Według „The New York Times” nazwa pedofilia piętnuje chorych psychicznie. Tak naprawdę osoby czujący pociąg do nieletnich winny podlegać ochronie prawnej.
Margo Kaplan z „The New York Times”, uważa, że potępianie pedofilii to nieuzasadnione ataki na ludzi chorych psychicznie. – Zatem pedofilia to nieporozumienie wynikające z niewiedzy – ironizuje portal HumansAreFree.
Portal cytuje zarazem naukową definicję, według której: „Pedofilia to intensywne, nawracające seksualne zainteresowanie dziećmi w wieku przed okresem dojrzewania”.
Tymczasem jak twierdzi dziennikarka NYT, pedofile nie mają złych intencji: „Połowa wszystkich osób molestujących dzieci nie odczuwa do ofiar dającego zadowolenie pociągu seksualnego”.
Według Kaplan drugim nieporozumieniem jest brak wiedzy na temat neurologicznego podłoża schorzenia. „Mózg pedofila nie jest zdolny do identyfikacji właściwych bodźców środowiskowych, które powinny wpływać na właściwą reakcję seksualną”.
Dlatego zdaniem „NYT” piętnowanie pedofilów, a szczególnie ich karanie, tak jak za czyny kryminalne, jest krzywdzące.
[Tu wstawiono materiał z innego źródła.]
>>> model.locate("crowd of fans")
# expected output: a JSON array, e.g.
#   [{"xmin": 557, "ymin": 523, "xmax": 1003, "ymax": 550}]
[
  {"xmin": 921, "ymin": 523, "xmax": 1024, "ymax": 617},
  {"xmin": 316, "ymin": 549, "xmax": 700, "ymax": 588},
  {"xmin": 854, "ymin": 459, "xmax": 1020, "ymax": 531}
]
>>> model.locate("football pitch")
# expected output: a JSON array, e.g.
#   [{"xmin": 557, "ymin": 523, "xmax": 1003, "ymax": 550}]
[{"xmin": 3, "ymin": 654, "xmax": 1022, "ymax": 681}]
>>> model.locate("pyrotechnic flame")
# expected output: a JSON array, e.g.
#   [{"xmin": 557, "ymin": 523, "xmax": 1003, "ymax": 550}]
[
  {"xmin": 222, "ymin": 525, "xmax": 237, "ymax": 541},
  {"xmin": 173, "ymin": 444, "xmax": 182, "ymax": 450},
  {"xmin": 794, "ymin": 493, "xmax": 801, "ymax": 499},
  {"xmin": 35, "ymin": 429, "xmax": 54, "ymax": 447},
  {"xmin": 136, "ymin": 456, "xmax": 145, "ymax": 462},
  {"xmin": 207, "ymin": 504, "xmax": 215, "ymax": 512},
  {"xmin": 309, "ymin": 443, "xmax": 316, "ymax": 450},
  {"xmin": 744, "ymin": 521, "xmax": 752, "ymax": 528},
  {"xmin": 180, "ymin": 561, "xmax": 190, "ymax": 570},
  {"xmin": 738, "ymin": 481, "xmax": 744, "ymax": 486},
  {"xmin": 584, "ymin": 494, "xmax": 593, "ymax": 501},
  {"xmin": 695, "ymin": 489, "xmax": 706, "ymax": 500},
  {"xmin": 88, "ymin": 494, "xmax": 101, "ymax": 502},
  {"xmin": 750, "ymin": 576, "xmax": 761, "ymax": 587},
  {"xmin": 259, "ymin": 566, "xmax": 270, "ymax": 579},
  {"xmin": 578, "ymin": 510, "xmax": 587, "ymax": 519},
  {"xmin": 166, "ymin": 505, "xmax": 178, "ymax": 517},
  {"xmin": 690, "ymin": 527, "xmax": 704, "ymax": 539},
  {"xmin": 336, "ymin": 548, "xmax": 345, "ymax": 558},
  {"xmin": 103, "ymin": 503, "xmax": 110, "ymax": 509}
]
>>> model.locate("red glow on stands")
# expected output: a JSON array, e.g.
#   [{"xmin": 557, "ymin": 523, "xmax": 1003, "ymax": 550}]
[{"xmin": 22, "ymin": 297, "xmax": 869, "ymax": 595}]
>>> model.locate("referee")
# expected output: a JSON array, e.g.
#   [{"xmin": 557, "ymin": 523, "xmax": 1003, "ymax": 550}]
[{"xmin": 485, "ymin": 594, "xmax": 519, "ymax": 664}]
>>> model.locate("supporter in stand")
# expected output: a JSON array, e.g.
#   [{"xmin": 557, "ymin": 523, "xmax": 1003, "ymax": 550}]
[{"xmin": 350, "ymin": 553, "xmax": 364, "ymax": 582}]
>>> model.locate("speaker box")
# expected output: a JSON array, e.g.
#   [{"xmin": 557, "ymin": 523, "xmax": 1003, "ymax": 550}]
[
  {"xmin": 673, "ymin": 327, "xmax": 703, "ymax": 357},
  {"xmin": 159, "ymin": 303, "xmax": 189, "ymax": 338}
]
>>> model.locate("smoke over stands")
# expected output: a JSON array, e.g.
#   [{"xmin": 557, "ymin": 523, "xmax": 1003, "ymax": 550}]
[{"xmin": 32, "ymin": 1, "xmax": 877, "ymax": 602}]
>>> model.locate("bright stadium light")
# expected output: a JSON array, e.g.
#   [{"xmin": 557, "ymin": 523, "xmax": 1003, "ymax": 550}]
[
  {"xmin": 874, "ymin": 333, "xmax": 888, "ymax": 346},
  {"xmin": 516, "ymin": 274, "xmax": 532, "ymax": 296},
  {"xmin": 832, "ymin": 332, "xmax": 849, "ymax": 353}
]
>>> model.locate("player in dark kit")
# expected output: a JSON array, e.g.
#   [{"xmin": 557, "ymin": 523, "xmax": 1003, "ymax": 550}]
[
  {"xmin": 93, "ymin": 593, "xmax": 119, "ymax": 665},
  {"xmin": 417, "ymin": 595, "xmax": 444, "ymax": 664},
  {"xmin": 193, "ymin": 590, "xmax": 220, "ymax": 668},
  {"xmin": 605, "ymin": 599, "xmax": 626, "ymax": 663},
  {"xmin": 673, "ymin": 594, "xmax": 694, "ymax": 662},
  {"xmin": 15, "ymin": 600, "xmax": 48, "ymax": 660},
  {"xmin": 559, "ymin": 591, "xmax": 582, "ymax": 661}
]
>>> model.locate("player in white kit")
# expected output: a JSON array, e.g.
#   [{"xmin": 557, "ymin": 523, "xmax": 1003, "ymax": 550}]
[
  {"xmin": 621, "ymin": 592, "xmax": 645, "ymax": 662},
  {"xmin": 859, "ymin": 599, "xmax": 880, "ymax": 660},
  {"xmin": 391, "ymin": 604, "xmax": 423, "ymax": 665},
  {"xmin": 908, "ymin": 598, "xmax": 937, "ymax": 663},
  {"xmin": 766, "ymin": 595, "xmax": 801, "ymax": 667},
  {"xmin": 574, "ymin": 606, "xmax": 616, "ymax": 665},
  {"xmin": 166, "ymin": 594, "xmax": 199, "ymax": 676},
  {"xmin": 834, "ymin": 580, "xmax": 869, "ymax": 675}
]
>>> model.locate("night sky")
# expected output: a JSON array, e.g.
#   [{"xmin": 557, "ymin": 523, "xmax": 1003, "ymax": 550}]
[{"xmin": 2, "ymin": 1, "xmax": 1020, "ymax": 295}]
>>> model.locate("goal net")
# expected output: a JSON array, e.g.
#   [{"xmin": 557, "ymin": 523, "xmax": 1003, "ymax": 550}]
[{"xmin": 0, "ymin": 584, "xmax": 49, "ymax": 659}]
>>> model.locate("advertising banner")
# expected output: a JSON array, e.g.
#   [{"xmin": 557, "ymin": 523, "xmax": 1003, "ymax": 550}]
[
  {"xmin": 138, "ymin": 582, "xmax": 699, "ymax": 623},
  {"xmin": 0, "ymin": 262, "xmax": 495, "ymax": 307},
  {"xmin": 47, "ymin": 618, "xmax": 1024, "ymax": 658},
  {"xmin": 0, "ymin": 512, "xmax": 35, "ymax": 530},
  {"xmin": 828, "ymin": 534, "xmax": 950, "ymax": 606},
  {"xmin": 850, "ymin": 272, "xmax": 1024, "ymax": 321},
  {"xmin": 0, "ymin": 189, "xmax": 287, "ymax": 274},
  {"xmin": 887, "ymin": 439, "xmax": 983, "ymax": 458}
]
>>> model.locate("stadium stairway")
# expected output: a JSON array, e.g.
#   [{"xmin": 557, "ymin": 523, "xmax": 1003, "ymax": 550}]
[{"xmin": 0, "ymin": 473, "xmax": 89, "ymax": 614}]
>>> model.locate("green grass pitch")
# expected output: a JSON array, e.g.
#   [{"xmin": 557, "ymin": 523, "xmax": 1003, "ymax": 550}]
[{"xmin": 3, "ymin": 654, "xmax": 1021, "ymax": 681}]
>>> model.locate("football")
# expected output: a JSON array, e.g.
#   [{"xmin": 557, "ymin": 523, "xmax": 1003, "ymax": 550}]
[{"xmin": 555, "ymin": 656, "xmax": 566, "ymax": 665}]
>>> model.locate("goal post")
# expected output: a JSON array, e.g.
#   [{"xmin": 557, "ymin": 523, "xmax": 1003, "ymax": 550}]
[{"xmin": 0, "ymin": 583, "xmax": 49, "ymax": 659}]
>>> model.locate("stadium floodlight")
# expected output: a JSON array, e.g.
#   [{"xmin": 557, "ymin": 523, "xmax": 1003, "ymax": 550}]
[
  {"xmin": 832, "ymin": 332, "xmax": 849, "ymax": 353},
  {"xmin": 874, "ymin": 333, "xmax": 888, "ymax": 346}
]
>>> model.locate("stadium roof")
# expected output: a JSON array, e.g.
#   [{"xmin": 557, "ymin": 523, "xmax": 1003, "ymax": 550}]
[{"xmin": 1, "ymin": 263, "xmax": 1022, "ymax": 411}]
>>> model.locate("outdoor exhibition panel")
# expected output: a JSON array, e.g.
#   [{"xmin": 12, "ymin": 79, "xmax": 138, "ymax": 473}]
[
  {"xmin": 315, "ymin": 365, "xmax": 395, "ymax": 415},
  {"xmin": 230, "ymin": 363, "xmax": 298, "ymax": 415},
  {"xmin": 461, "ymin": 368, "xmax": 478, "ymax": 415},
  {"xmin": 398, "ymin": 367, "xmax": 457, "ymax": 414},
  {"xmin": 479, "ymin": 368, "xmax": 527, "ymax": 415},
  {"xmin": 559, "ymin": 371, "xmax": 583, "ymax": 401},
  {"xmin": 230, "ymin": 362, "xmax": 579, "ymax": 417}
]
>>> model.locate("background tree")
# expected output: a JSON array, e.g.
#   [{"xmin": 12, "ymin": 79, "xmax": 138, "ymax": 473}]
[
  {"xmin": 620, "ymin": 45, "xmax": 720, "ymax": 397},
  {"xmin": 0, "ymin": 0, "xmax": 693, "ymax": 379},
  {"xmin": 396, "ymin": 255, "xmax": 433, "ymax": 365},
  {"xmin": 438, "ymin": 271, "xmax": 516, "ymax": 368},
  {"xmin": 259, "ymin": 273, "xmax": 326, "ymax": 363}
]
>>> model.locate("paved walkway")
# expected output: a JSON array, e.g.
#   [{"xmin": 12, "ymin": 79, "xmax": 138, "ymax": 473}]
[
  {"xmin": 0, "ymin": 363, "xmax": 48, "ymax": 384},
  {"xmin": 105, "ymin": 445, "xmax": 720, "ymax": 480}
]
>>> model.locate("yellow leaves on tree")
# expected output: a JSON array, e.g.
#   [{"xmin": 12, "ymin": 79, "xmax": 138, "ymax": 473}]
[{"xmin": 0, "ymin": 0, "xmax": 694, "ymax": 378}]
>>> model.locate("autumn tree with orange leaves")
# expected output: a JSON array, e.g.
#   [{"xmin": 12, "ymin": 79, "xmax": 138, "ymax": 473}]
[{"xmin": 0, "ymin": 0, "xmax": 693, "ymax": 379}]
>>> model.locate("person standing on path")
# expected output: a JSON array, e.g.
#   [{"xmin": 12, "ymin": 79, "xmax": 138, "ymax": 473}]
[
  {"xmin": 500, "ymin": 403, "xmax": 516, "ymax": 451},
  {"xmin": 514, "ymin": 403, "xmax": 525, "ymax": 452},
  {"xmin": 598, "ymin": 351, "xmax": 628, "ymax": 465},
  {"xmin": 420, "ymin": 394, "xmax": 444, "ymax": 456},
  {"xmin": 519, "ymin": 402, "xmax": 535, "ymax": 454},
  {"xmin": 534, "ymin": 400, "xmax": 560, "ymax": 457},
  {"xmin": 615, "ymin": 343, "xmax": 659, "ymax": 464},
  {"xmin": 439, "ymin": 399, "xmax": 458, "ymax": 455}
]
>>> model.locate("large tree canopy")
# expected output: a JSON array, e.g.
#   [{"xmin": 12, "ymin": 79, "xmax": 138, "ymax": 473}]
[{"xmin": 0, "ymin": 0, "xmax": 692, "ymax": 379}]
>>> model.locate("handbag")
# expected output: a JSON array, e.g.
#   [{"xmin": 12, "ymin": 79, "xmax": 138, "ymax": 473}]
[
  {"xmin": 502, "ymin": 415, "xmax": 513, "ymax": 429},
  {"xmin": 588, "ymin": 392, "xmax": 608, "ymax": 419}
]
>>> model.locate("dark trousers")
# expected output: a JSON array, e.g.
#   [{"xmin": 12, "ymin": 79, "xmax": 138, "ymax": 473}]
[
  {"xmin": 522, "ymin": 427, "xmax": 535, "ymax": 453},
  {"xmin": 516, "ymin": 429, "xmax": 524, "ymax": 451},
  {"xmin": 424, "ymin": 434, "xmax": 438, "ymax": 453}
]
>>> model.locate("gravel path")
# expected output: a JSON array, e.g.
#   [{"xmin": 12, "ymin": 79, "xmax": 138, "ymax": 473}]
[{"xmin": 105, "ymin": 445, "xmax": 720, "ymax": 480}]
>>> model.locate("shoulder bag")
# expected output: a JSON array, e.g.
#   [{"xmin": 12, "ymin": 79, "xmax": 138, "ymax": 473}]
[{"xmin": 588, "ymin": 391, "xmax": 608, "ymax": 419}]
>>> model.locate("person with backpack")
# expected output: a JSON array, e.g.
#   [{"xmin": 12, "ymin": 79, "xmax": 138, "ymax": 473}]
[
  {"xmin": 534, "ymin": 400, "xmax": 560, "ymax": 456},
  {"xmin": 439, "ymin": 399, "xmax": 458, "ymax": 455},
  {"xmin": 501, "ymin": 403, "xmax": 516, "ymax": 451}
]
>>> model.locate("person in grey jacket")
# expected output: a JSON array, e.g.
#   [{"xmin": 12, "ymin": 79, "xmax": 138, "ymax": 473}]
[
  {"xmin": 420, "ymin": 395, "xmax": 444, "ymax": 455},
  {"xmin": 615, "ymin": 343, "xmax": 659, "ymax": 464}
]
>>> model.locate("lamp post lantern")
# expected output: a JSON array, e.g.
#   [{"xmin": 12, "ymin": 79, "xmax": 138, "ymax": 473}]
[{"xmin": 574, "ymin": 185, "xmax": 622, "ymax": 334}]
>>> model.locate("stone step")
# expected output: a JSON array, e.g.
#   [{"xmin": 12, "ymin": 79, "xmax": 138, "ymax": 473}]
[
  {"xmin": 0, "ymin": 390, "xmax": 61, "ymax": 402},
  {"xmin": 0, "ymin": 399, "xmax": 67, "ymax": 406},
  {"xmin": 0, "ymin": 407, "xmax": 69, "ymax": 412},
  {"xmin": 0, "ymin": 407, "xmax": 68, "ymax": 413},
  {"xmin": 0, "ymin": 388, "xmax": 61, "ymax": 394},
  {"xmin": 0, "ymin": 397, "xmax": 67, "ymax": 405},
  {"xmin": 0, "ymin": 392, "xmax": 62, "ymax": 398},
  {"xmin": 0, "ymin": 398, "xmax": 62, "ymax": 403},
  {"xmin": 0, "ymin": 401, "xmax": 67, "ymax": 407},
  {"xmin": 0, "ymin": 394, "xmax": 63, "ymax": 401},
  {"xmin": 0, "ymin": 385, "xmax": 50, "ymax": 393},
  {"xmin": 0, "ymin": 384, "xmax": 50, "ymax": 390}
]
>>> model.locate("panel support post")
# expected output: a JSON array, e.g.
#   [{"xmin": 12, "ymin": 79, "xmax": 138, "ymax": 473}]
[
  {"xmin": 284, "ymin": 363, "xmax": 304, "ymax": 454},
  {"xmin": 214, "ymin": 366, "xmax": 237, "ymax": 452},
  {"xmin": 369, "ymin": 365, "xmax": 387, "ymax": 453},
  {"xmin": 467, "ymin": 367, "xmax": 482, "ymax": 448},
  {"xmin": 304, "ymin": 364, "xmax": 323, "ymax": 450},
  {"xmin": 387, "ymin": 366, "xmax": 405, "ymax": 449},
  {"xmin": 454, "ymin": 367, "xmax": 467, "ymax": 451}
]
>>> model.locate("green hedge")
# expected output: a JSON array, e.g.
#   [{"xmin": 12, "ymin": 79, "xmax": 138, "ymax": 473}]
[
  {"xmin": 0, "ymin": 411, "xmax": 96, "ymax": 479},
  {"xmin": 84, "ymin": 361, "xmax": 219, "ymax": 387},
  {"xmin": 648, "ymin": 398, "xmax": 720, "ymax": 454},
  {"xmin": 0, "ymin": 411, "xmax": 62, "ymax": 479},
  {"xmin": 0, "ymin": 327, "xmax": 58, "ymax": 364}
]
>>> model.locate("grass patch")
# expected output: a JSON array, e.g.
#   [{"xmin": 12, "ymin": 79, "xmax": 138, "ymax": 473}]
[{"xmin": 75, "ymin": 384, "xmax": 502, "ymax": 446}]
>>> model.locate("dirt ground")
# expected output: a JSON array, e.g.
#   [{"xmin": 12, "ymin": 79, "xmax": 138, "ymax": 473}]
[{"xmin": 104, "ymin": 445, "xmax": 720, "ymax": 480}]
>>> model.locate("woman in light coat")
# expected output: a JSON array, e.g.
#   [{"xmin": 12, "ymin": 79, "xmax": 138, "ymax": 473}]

W związku z tym, MAP czyli osoby przyciągane przez nieletnich powinny być prawnie chronione.
– Czyny i zachowania pedofilskie należy podciągnąć pod działanie ustawy o niepełnosprawności oraz jej rehabilitacji – proponuje liberalny dziennik. Tymczasem jak informuje HAF w 1975 r., „Kongres wyraźnie wykluczył pedofilię z wykazu chorób objętych ustawą”.